Maigret and the Hotel Majestic
- Author: Georges Simenon
- Original title: Les caves du majestic
- Translator: Caroline Hillier
- Language: French
- Series: Inspector Jules Maigret
- Genre: Detective fiction
- Publication date: 15 October 1942
- Published in English: 1977
- Media type: Print
- Preceded by: Cecile is Dead
- Followed by: Maigret in Exile

= Maigret and the Hotel Majestic =

1942 detective novel by Georges Simenon

Maigret and the Hotel Majestic (Les Caves du Majestic) is a 1942 detective novel by the Belgian writer Georges Simenon featuring his character Jules Maigret.

The novel was first published in serial form in the weekly magazine Marianne in 1940. It first appeared in book form in the collection Maigret Returns (Maigret Revient) in October 1942 published by Gallimard.
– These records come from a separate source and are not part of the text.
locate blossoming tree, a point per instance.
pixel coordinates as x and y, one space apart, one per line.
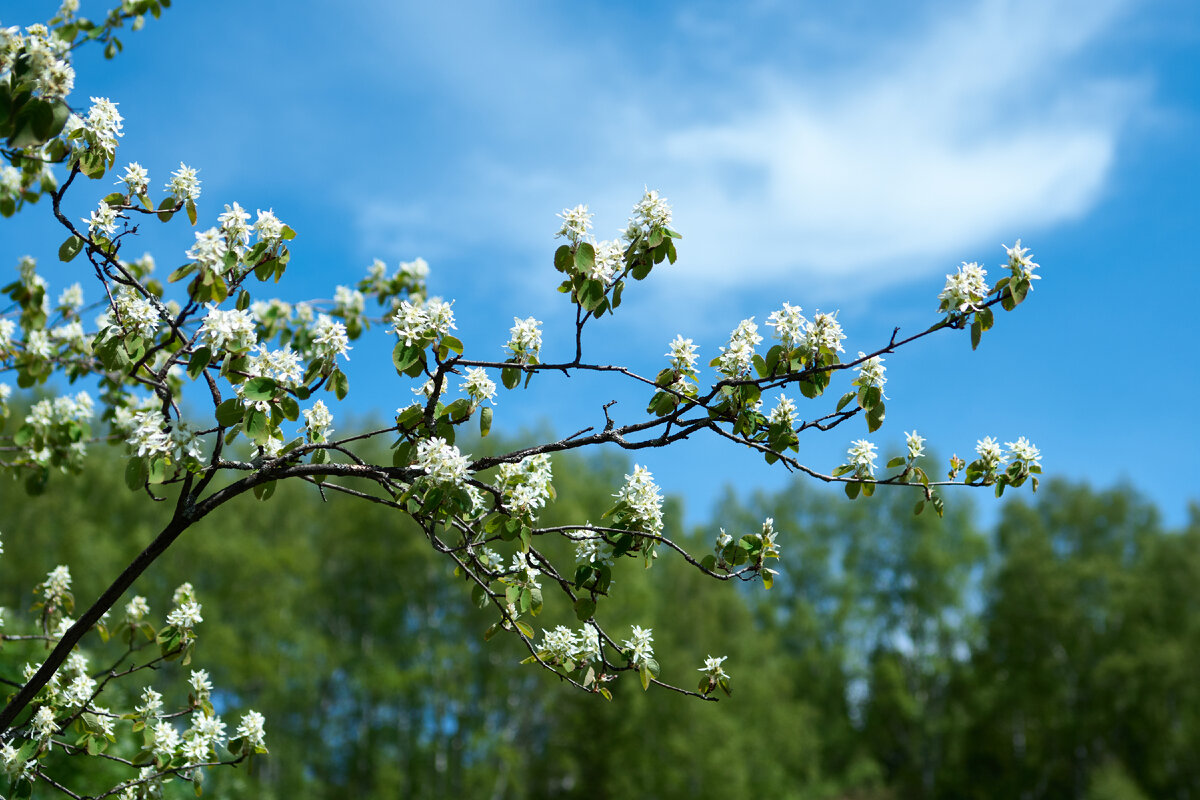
215 391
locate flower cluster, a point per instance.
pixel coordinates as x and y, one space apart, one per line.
1020 263
46 60
184 184
736 359
870 373
567 647
136 179
651 214
784 414
479 386
822 334
916 444
102 126
442 462
151 438
209 250
329 338
576 224
790 325
527 485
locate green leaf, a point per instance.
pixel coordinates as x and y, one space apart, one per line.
229 413
585 607
181 272
70 248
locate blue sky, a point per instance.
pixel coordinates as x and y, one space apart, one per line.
831 155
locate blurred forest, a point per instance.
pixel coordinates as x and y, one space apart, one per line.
898 656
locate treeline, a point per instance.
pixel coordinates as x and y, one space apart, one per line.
898 656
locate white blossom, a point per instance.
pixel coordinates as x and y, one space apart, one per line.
329 338
525 340
479 386
184 184
150 704
442 462
251 729
185 615
102 220
527 483
966 289
318 421
136 179
576 223
784 413
736 359
683 355
559 644
870 373
1023 450
643 499
610 259
713 667
268 227
201 684
57 584
209 250
233 226
916 445
649 214
1020 263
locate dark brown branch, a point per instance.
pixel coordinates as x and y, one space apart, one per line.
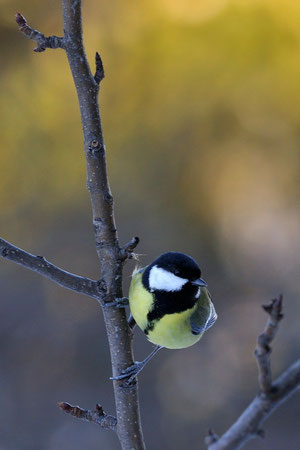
270 396
98 416
40 265
43 42
248 425
99 74
106 238
263 349
126 252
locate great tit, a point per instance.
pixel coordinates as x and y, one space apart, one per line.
170 303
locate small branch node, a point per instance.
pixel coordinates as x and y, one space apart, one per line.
211 438
99 74
263 349
126 252
261 433
98 416
96 147
42 41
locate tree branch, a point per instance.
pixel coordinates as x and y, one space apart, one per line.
99 74
43 42
40 265
271 395
263 349
126 252
98 416
106 239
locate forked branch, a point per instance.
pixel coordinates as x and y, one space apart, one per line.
42 41
40 265
271 394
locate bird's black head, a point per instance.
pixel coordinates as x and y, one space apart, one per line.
172 271
174 279
179 264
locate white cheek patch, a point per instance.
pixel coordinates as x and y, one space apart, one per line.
160 279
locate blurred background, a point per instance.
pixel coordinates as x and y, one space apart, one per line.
201 115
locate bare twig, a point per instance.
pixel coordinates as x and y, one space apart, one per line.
99 74
40 265
263 349
98 416
109 287
126 252
43 42
106 238
271 395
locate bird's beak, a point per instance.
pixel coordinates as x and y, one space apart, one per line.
200 282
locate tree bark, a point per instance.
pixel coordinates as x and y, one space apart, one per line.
107 246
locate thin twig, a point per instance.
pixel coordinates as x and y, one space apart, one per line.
98 416
270 396
99 74
248 425
263 349
43 42
40 265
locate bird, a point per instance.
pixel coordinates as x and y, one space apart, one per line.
170 303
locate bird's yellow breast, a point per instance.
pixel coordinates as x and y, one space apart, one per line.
172 331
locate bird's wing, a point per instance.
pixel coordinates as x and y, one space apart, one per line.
205 314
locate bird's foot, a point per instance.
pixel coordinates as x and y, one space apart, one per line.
118 302
130 372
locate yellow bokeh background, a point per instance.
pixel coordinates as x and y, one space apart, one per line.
200 109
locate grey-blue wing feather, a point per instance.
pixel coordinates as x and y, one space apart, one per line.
205 314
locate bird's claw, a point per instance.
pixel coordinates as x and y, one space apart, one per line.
118 302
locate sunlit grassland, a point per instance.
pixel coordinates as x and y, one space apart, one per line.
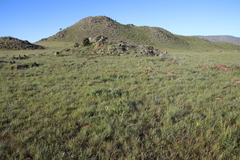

This novel was first published in English in 1977 by Hamish Hamilton (London) and Harcourt Brace Jovanovich (New York), translated by Caroline Hillier, later also published under the title The Hotel Majestic.
In 2015, this novel was reissued in English under the title The Cellars of the Majestic, newly translated by Howard Curtis (ISBN 9780241188446).

==Synopsis==
The body of a rich woman is found hidden in an employee locker at the upscale Hotel Majestic. While she has been murdered, none of her expensive belongings have been taken and there are few clues to be found. As detective Jules Maigret begins investigating her death, his interviews with hotel staff start to reveal the secret double life the woman was leading. As more information is revealed, Maigret suspects that one of these employees holds the clue that will unlock the mystery of her death.

==Adaptations==
It has one major big-screen adaptation. It was filmed in 1945 as Majestic Hotel Cellars starring Albert Préjean as Maigret.

It has been adapted for television on four occasions: In 1963 it was made into an episode of BBC's Maigret starring Rupert Davies (It aired as the fourth episode of the fourth season).

In 1987 it was made into an episode of the long-running French series Les Enquêtes du commissaire Maigret starring Jean Richard. (It aired as episode No. 73.)

In 1993 it was adapted twice, first for the French-language international production of Maigret starring Bruno Cremer, airing in its second season. Also in 1993, it was featured on British TV as an episode of the ITV drama Maigret starring Michael Gambon. (It aired as the second episode of the second season.)